ダイナミックレンジの話(1)

1)8EVの壁

darktableが他のRAW現像ソフトと違う点は、8EV以上のダイナミックレンジに対応している点です。とはいえ、RAWなどの内部表現は別にして、ディスプレイや、印刷では、ダイナミックレンジは単純にひろげられません。最近のディスプレイは、10EVくらいあるようですが、色は、普通のRGBでは、8EVの色しか表現できませんので、簡単に10EVが使える訳ではありません。インクジェットプリンタは、8EVはないので、ディーザで胡麻化しています。これをパソコン側のソフトウェアで処理するために、高解像度の画像データを必要するという本末転倒になっています。

フィルム時代の印刷は、印画紙にアナログで印刷していましたので、中間階調も表現できたと考えるか、変換精度があまかったと考えるか、判断は分かれます。現在の写真展の大判写真は、プロッタプリンタを使っているので、基本的には、インクジェットになっていると思います。

取り合えず、紙への印刷は除外すれば、全データは8EVで、ダイナミックレンジは8EV以内、JpegやRAW現像で演算するときの桁落ちを防ぐために、画像データは、RGBたは、Labの32ビットの浮動小数点データであるというあたりが、最大公約数と思います。

Gimpの場合、内部表現が32ビットの浮動小数点になったのは、2.8.10からで、それまでは、編集を繰り返すと画像劣化が起こりました。
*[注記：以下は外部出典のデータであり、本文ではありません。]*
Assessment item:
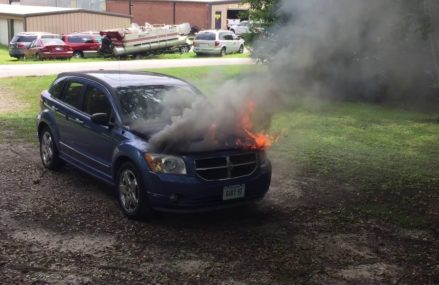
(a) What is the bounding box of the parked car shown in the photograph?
[193,30,245,56]
[62,34,101,58]
[229,21,264,36]
[37,71,271,218]
[9,32,61,59]
[25,38,73,60]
実は、最大公約の前提であれば、RAWデータは、ベースカーブで一旦RGBに変化し、その時に32ビットの浮動小数点にすれば問題がないように思われます。あるいは、Lab色空間であれば、RGBをLabに変換して、32ビットの浮動小数点にすれば問題がないように思われます。

これは、ほとんどのRAW現像ソフトの公式見解です。

しかし、実際には、ベースカーブ変換を後に回すなどの裏技を使っています。

また、Lab色空間は、7EVを越えると不具合になるとも言われています。

なので、ダイナミックレンジの話を書いてみたいと思います。